Statistical analyses were conducted using Stata SE software, version 16.0 (StataCorp LLC). Continuous variables with a normal distribution were summarized as means with standard deviations (SDs), while non-normally distributed variables were presented as medians with interquartile ranges (IQRs). Categorical variables were expressed as frequencies and percentages. To compare sample characteristics and blood metal concentrations between groups with normal and elevated blood pressure, either the Student’s t-test (for normally distributed variables) or the Mann–Whitney U-test (for non-normally distributed variables) was used. Pearson’s χ²-test was applied for categorical variables. For blood metal levels that were not normally distributed, values were natural log-transformed to approximate a normal distribution.

Weighted logistic regression models were employed to explore the associations of each blood metal (both continuous and quintiles) with increased blood pressure. Model 1 was unadjusted. Model 2 was adjusted for age, gender and ethnicity. Model 3 was adjusted for age, gender, ethnicity, education level, smoking status, alcohol consumption, BMI categories, high sodium intake, physical inactivity, healthy non-HDL-C, normal SUA and elevated HbA1c. Subgroup analyses were conducted to examine whether the correlation between blood metal concentrations and increased blood pressure was modified by gender (male, female), age groups (20–40, 41–60), and BMI categories (<25 kg/m², 25–29.9 kg/m², ≥ 30.0 kg/m²). Parallel mediation analysis was performed using structural equation modelling (SEM) with logit function to assess the potential mediating effects of non-HDL-C in the relationship between individual blood metal concentrations (Se and natural log-transformed Pb) and increased blood pressure. The 95% confidence intervals (CIs) for the mediation estimates were based on nonparametric bias-corrected bootstrapping with 1000 resamples. All SEM models were adjusted for age, gender, ethnicity, education level, smoking status, alcohol consumption, BMI categories, high sodium intake, physical inactivity, normal SUA and elevated HbA1c. A mediation effect by the non-HDL-C level was considered statistically significant when the p value for the indirect effect was <0.05. Mediation analysis assumes that the exposure precedes or influences the mediator, the mediator influences the outcome, and there is no unmeasured confounding of the exposure-mediator or mediator-outcome associations. Although causal direction cannot be definitively established in our cross-sectional data, the analytic framework used here is supported by biological pathways linking metal exposure to lipid metabolism and subsequent blood pressure changes.^34,35

Results

Characteristics of Participants

The characteristics of the study participants, stratified by blood pressure status, are summarized in Table 1. Among the 6,026 participants without a previous hypertension diagnosis, 3,273 (26.04%) exhibited elevated blood pressure. Compared to those with normal blood pressure, participants with elevated blood pressures were more likely to be older, male, and non-Hispanic Black (p<0.001). They were also more likely to be current or former smokers, obese, physical inactive, and to exhibit unhealthy non-HDL-C levels, abnormal SUA levels, and higher HbA1c levels (p<0.05). Furthermore, significant differences in blood metal concentrations of Se, Pb, and Cd were observed between the two blood pressure groups (p < 0.05).

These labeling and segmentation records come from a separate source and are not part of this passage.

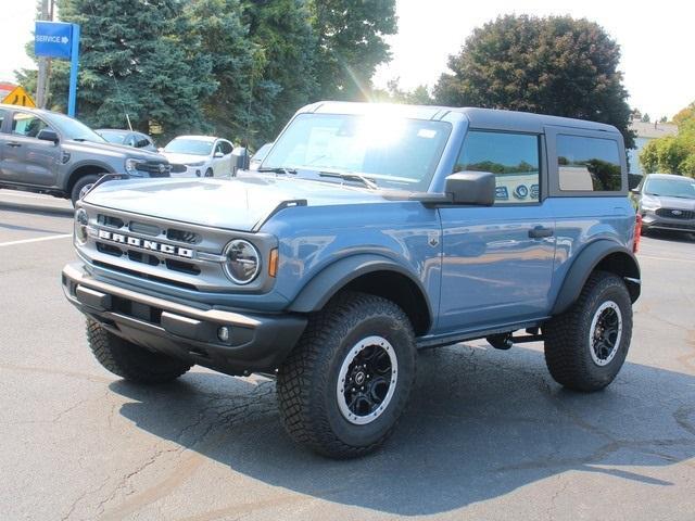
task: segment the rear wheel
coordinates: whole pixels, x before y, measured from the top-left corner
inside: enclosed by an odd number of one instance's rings
[[[88,176],[80,177],[73,186],[70,199],[73,202],[73,206],[77,204],[77,201],[83,199],[85,194],[91,190],[91,187],[99,180],[103,174],[90,174]]]
[[[544,328],[545,363],[556,382],[598,391],[618,374],[632,336],[632,302],[623,280],[591,275],[574,305]]]
[[[164,383],[177,379],[191,365],[170,356],[153,353],[116,336],[98,322],[87,319],[89,348],[106,370],[138,383]]]
[[[415,335],[394,303],[346,292],[309,320],[278,371],[290,436],[325,456],[356,457],[392,433],[415,377]]]

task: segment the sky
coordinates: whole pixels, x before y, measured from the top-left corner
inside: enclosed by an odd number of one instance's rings
[[[31,39],[35,5],[35,0],[0,0],[0,80],[33,66],[24,46]],[[396,11],[399,34],[388,37],[393,59],[378,68],[379,87],[395,78],[408,90],[432,87],[472,29],[498,15],[569,14],[597,22],[620,45],[631,106],[653,119],[670,118],[695,101],[693,0],[396,0]]]

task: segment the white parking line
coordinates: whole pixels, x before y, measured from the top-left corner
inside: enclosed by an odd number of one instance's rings
[[[0,247],[15,246],[17,244],[28,244],[30,242],[52,241],[53,239],[66,239],[73,237],[72,233],[61,233],[60,236],[37,237],[35,239],[22,239],[21,241],[0,242]]]
[[[7,198],[39,199],[41,201],[52,201],[55,199],[50,195],[38,195],[38,194],[31,194],[31,193],[10,193],[4,191],[0,191],[0,195],[7,196]]]

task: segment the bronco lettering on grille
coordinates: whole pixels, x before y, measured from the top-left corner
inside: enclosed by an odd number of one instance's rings
[[[115,242],[118,244],[127,244],[128,246],[140,247],[142,250],[151,250],[153,252],[166,253],[168,255],[178,255],[179,257],[193,258],[193,250],[188,247],[173,246],[172,244],[162,244],[138,237],[124,236],[123,233],[113,233],[108,230],[99,230],[99,239],[103,241]]]

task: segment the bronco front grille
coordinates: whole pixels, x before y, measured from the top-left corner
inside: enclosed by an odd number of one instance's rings
[[[103,207],[91,211],[88,240],[78,245],[90,263],[195,291],[229,288],[223,251],[237,232]]]

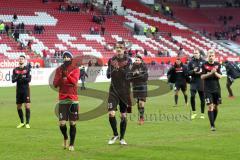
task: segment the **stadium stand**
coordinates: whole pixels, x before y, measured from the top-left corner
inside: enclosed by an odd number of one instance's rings
[[[160,13],[151,14],[148,7],[136,0],[124,0],[125,15],[105,16],[106,21],[103,24],[92,21],[94,15],[101,15],[98,10],[80,13],[62,12],[58,10],[59,5],[66,5],[66,3],[49,2],[45,4],[38,0],[31,2],[12,0],[1,3],[0,19],[10,25],[10,22],[13,21],[13,15],[16,14],[18,18],[13,23],[17,25],[23,22],[26,32],[20,33],[17,42],[11,36],[1,34],[0,56],[9,59],[17,58],[20,54],[26,54],[29,57],[36,55],[42,57],[43,51],[46,51],[53,57],[56,51],[70,50],[74,54],[107,58],[112,55],[112,51],[106,49],[108,44],[122,39],[132,44],[132,51],[143,54],[144,50],[147,50],[148,57],[157,57],[159,50],[168,52],[172,57],[179,55],[180,50],[183,55],[191,55],[195,48],[203,52],[216,48],[217,54],[220,56],[236,55],[176,20]],[[176,13],[181,17],[185,12],[182,15],[178,11]],[[186,11],[185,14],[187,13]],[[190,17],[187,21],[192,23],[194,18],[192,17],[191,21]],[[124,26],[125,22],[136,23],[142,28],[157,27],[159,34],[133,35],[133,31]],[[201,22],[209,22],[210,24],[212,20],[205,21],[202,18]],[[42,34],[34,33],[33,28],[36,24],[44,27]],[[102,26],[106,28],[104,35],[101,34]],[[97,33],[90,34],[90,28],[93,28]],[[29,42],[31,42],[30,45]],[[21,45],[25,48],[28,47],[28,49],[22,49]]]

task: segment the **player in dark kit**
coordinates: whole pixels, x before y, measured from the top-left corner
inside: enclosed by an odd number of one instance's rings
[[[218,105],[221,104],[221,88],[219,79],[221,75],[221,65],[215,62],[215,52],[208,51],[208,61],[202,66],[201,78],[204,80],[205,102],[208,105],[208,117],[211,130],[215,131],[215,121],[218,114]]]
[[[195,95],[198,92],[200,103],[201,103],[201,115],[200,118],[204,119],[204,92],[203,92],[203,80],[201,79],[202,65],[205,61],[201,58],[199,50],[195,50],[193,53],[192,60],[188,63],[188,74],[191,76],[190,82],[190,93],[191,93],[191,107],[193,114],[191,119],[195,119],[197,116],[196,113],[196,102]]]
[[[70,122],[69,150],[74,151],[76,121],[78,120],[78,79],[80,71],[72,62],[72,53],[63,53],[63,64],[57,68],[53,85],[59,89],[59,125],[64,137],[64,149],[68,146],[66,121]]]
[[[132,82],[133,97],[137,100],[139,124],[144,124],[144,103],[147,97],[148,69],[141,56],[135,57],[135,62],[129,73]]]
[[[120,144],[126,145],[124,135],[127,127],[127,112],[131,112],[130,81],[127,74],[130,71],[131,59],[124,54],[125,43],[117,42],[116,55],[108,61],[107,78],[111,78],[108,97],[109,122],[113,130],[113,137],[108,144],[114,144],[119,139],[117,131],[116,111],[119,105],[121,112]]]
[[[19,57],[19,66],[13,70],[12,83],[17,82],[16,89],[16,104],[17,111],[21,123],[17,128],[30,128],[30,88],[29,83],[31,82],[30,67],[25,65],[25,56]],[[24,124],[24,115],[22,111],[22,104],[25,103],[26,109],[26,124]]]
[[[175,83],[175,106],[178,104],[178,92],[181,89],[185,105],[188,105],[188,97],[187,97],[187,81],[188,81],[188,71],[187,67],[181,62],[180,58],[177,58],[173,67],[171,67],[167,73],[168,81],[171,83]],[[170,78],[171,77],[171,78]],[[170,80],[171,79],[171,80]]]
[[[231,89],[231,85],[233,84],[235,79],[240,78],[240,68],[238,67],[238,65],[236,63],[229,62],[229,61],[225,61],[223,63],[223,65],[226,67],[226,71],[227,71],[226,87],[228,90],[228,97],[234,98],[234,95],[233,95],[233,92]]]

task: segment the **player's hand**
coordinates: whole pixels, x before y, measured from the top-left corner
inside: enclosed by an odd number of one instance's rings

Table 1 Characteristics of the Study Participants by Hypertension Status

Association Between Blood Metal Concentrations and Elevated Blood Pressure

Table 2 presents the results of three weighted logistic regression models examining the relationship between blood metal concentrations and elevated blood pressure. In the unadjusted model (Model 1), Se (both as a continuous variable and in quintiles), and Pb (both as a natural logarithm-transformed continuous variable and in quintiles) were associated with higher blood pressure. After adjusting for age, gender, and ethnicity in Model 2, Se (both continuous and quintiles) and Pb in quintiles remained statistically significant. In the fully adjusted Model 3, which accounted for age, gender, ethnicity, education level, smoking status, alcohol consumption, BMI, high sodium intake, physical inactivity, non-HDL-C, SUA, and HbA1c, Se and Pb continued to show significant associations with an increased risk of elevated blood pressure. Specifically, each 1 μg/L increase in Se concentration was associated with a 1% increase in the odds of elevated blood pressure (OR: 1.01, 95% CI: 1.00, 1.01). Compared with the lowest quintile (Q1) of Se, participants in the fourth (Q4) and fifth (Q5) quintiles had 1.49-fold (95% CI: 1.01, 2.21) and 1.52-fold (95% CI: 1.01, 2.27) higher odds of elevated blood pressure, respectively. Similarly, each one-unit increase in the natural logarithm of Pb concentration was associated with a 1.36-fold increase in the odds of elevated blood pressure (95% CI: 1.09, 1.71), with Q5 Pb levels nearly doubling the odds compared to Q1 (OR: 1.94, 95% CI: 1.22, 3.07). No significant associations were found for total Hg, Cd, or Mn (p>0.05).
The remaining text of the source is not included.